By the end of that period, however, Blackhawk had taken an 11-5 lead. Parke Heritage made just two field goals, but had three swatted away by Furst, on his way to a Class 2A record of six blocked shots.

“[The Braves] guarded us better than a lot of other teams have,” Schelsky said later. “We missed some open shots, but we had some shots at the rim that [Furst] altered.”

Although Furst left the game with his second foul in the first three minutes of the second quarter, his teammates picked up the slack. Jake Boyer, Blackhawk’s fifth-leading scorer, had exceeded his scoring average with 12 points by halftime and Burke had scored 10, and Blackhawk took an 18-6 lead. Then, for about 10 minutes, the Wolves took over.

A 9-3 run, with Connor Davis getting a basket and four free throws and Ferguson sinking a 3-pointer, cut the Blackhawk lead to 21-15. The Braves hit a 3-pointer to go up by nine, but Davis got four more points and it was a 24-19 game late in the second quarter before Blackhawk’s Marcus Davidson hit a 3-pointer six seconds before halftime.

“That 3 before halftime was a big shot for them,” Schelsky said later, but his team wasn’t finished. After falling behind 29-20, 31-22 and 33-25, Parke Heritage got three beautiful inside baskets — Christian Johnson on an assist from Ferguson and Davis on feeds from Ferguson and Noble Johnson — and was within 35-31 with 2:22 left in the third quarter.

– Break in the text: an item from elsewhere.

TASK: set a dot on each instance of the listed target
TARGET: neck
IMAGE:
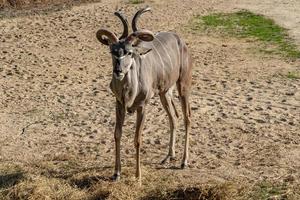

But Furst had stopped fouling and his teammates were going to him every time down the court. He had 10 points and six rebounds in the third quarter alone, and he finished that period with back-to-back baskets, then nailed a 3-pointer to open the fourth quarter for a 42-31 lead.

“I thought we did a really good job on Furst overall,” Schelsky said after the game. “Except for one dunk that he got when we couldn’t get a defensive rebound, I didn’t feel he got any cheap baskets. But you have to play him straight up because he’s such a willing passer and his team has so many other weapons.”

“I was happy to see what I could do against somebody that good,” said Davis, who had the assignment of guarding Furst, “but he’s really strong, and he was able to push me away.”

Parke Heritage never got closer than nine points after Furst’s 3-pointer. It was still a 10-point game at 48-38, but Furst got a three-point play to start the clinching 7-0 run for the Braves.

“Parke Heritage is a good team and a very physical team defensively,” said coach Marc Davidson of the Braves after the game. “It took us a little while to get into rhythm, and then obviously Caleb took over in the third quarter.”

“[Furst is] gonna have a great collegiate career [at Purdue],” said Schelsky, who said fatigue by the Wolves played a part as the game got away late. “If you’re gonna get beat, you might as well get beat by the best.”

Schelsky added that he doesn’t believe in moral victories, but also said, “There is a place in history for the second-place teams.”

The Wolves, 50-7 the past two seasons [and still alive when the 2020 tournament was canceled] “have been some of the building blocks of our community,” the coach added. “[The Wolves have] become Parke County legends, some of the founding fathers of our [three-year-old] school. Our school culture has been really good, and they’re a big reason . . . and at the end of the day, that’s bigger than a basketball game.”

“I’m proud of our team and the way they fought out there,” Ferguson said.

“I wish we could have won,” added Davis, who had 19 points and a game-high nine rebounds. “It’s been an amazing three years of my life, and [future Wolves] will continue that, hopefully.”